“Ainda Estou Aqui” (2024); Direção: Walter Salles; Roteiro: Murilo Hauser e Heitor Lorega; Elenco: Fernanda Torres, Luiza Kosovski, Selton Melo, Valentina Herszage, Gabriela Carneiro da Cunha, Guilherme Silveira, Pri Helena; Duração: 135 minutos; Gênero: Biografia, Drama; Produção: Maria Carlota Fernandes Bruno, Walter Salles, Rodrigo Teixeira, Martine de Clermont-Tonnerre; País: Brasil, França; Distribuição: Sony Pictures; Estreia no Brasil: 07 de Novembro de 2024;
Walter Salles é uma porta plausível para o sonho brasileiro de ganhar um Oscar, mais especificamente por conta de sua colaboração com Fernanda Montenegro em “Central do Brasil”, lançado em 1998 e indicado a duas categorias na edição de 1999 da maior premiação da indústria cinematográfica.
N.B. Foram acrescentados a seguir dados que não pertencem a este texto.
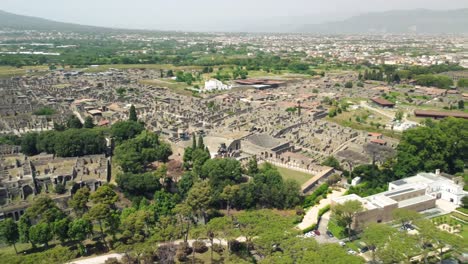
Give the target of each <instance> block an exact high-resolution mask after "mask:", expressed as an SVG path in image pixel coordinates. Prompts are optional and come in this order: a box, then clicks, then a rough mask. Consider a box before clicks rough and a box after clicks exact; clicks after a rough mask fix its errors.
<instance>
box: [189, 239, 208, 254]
mask: <svg viewBox="0 0 468 264" xmlns="http://www.w3.org/2000/svg"><path fill="white" fill-rule="evenodd" d="M192 246H193V250H194V251H195V252H197V253H200V254H203V253H205V252H206V251H208V247H207V246H206V243H205V242H203V241H195V242H193V244H192Z"/></svg>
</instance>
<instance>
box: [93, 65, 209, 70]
mask: <svg viewBox="0 0 468 264" xmlns="http://www.w3.org/2000/svg"><path fill="white" fill-rule="evenodd" d="M202 68H203V67H201V66H174V65H171V64H109V65H99V66H97V67H92V68H87V69H86V70H85V72H103V71H108V70H109V69H120V70H125V69H153V70H159V69H163V70H173V71H176V70H181V71H183V70H192V69H198V70H200V69H202Z"/></svg>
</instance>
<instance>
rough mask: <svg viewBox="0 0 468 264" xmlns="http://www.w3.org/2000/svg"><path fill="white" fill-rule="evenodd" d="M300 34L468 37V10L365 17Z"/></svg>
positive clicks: (463, 9) (362, 16) (310, 27)
mask: <svg viewBox="0 0 468 264" xmlns="http://www.w3.org/2000/svg"><path fill="white" fill-rule="evenodd" d="M298 31H299V32H310V33H325V34H350V33H427V34H441V33H468V8H467V9H457V10H444V11H435V10H427V9H415V10H398V11H387V12H379V13H368V14H363V15H358V16H355V17H351V18H348V19H345V20H343V21H337V22H330V23H323V24H311V25H306V26H303V27H300V28H298Z"/></svg>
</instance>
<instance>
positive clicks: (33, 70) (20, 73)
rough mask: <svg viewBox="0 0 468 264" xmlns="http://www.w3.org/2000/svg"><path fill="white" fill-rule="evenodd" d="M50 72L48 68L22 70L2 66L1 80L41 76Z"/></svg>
mask: <svg viewBox="0 0 468 264" xmlns="http://www.w3.org/2000/svg"><path fill="white" fill-rule="evenodd" d="M48 71H49V67H47V66H24V67H21V68H16V67H11V66H0V78H11V77H17V76H23V75H25V74H28V73H30V72H31V74H40V73H45V72H48Z"/></svg>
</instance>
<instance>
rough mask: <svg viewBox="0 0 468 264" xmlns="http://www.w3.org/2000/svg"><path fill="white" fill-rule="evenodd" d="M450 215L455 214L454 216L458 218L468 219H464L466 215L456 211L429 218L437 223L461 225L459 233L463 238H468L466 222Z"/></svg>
mask: <svg viewBox="0 0 468 264" xmlns="http://www.w3.org/2000/svg"><path fill="white" fill-rule="evenodd" d="M451 215H453V216H455V217H457V218H459V219H462V220H468V219H466V216H464V215H461V214H459V213H456V212H453V213H451V214H449V215H443V216H439V217H435V218H432V219H431V220H432V222H434V223H437V224H440V223H445V224H448V225H450V226H455V225H461V226H462V229H461V232H460V235H461V236H462V237H463V238H464V239H468V224H466V222H465V223H464V222H461V221H458V220H457V219H455V218H452V217H451ZM467 222H468V221H467Z"/></svg>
Feitos que tenta repetir agora com a filha da atriz, Fernanda Torres, que protagoniza “Ainda Estou Aqui”, só que com a intenção de ter mais do que apenas as indicações, evitando um novo trauma nacional que foi a derrota de Montenegro e é recontado como se tivesse sido experienciado ao vivo por muitos que, assim como eu (nascido em 1993), era uma criança ingênua a quaisquer dessas coisas naquela época. Só que tudo envolvendo tal filme foi tão difundido nos anos seguintes que se tornou algo marcante, talvez até pelo espírito de esperança trazido pela retomada do cinema nacional. É uma relação quase intrínseca entre os dois filmes, mas que cerceia “Ainda Estou Aqui” de uma expectativa que é diferente, e acredito que esse sentimento reflete, de certa forma, o discurso do filme e seu contexto, que ecoam muito bem num cenário contemporâneo em que enfrentamos a consequência de não termos erradicado por completo os pilares que causaram tanto horror com a ditadura militar no Brasil.
E horror é algo que, a princípio, não existe em “Ainda Estou Aqui”, que começa exibindo o cotidiano descontraído e praiano da família protagonista nos anos 70. Adaptação do livro de Marcelo Rubens Paiva, filho de Rubens Paiva, o filme reconta o momento que redefiniu essa família durante a ditadura militar, que gozava, aparentemente, de muita alegria em sua casa à beira-mar no Rio de Janeiro. Ali, recebiam amigos para confraternizar, eram todos risos e sonhos visando um futuro brilhante, num ambiente descontraído e de muita união, com os cômodos da casa sempre cheios e congestionados, ocupados tanto por pessoas como pela luz, que adentra à vontade na casa dos Paiva através da direção de fotografia de Adrian Teijido, num trabalho que contrasta muito bem o antes e depois da família, assim como de outros elementos técnicos que ressaltam com naturalidade essa mudança. Algo que não é repentino, mas se faz sempre presente ali, em pequenas quantidades, é um receio, um medo que parece a espreita, uma sensação de inquietação que é gerada por um burburinho aqui ou ali, pequenos atos, notícias ou encontros que, aos poucos, começam a afetar a plenitude dessa família. Até que a escuridão, enfim, se faz presente.
É aqui que o trabalho de Walter Salles e Fernanda Torres começam a tecer a grandeza que tanto impacta em “Ainda Estou Aqui”, pela forma como transitam entre a miríade de sentimentos que toma conta do filme, mesmo que algumas coisas sejam feitas de forma exageradamente clichê, e onde a nostalgia de algo aconchegante dá lugar ao sentimento de despertencimento, com a ausência e o vazio se fazendo sentir a todo custo e tornando-se desalentadores. O alívio, que parecia algo inalcançável, é também regado a melancolia, porque é essa a tônica que um regime devastador implementa. E a efetividade disso em “Ainda Estou Aqui” é tanto pela condução de Salles, como pela atuação de Fernanda Torres, que não é feita de exageros, mas sim de uma condição que parece transparecer simplicidade, e ela torna sua Eunice Paiva numa personagem de força incomparável, porque é como ela entende que precisa construir a resiliência dessa figura, a quem tanto querem oprimir e ver aos prantos, mas que opta por sorrir. Esse conflito que a atriz consegue estabelecer, entre segurar um choro e abrir um sorriso, em conjunto com esse clima soturno que toma conta do filme, são os grandes trunfos de “Ainda Estou Aqui”.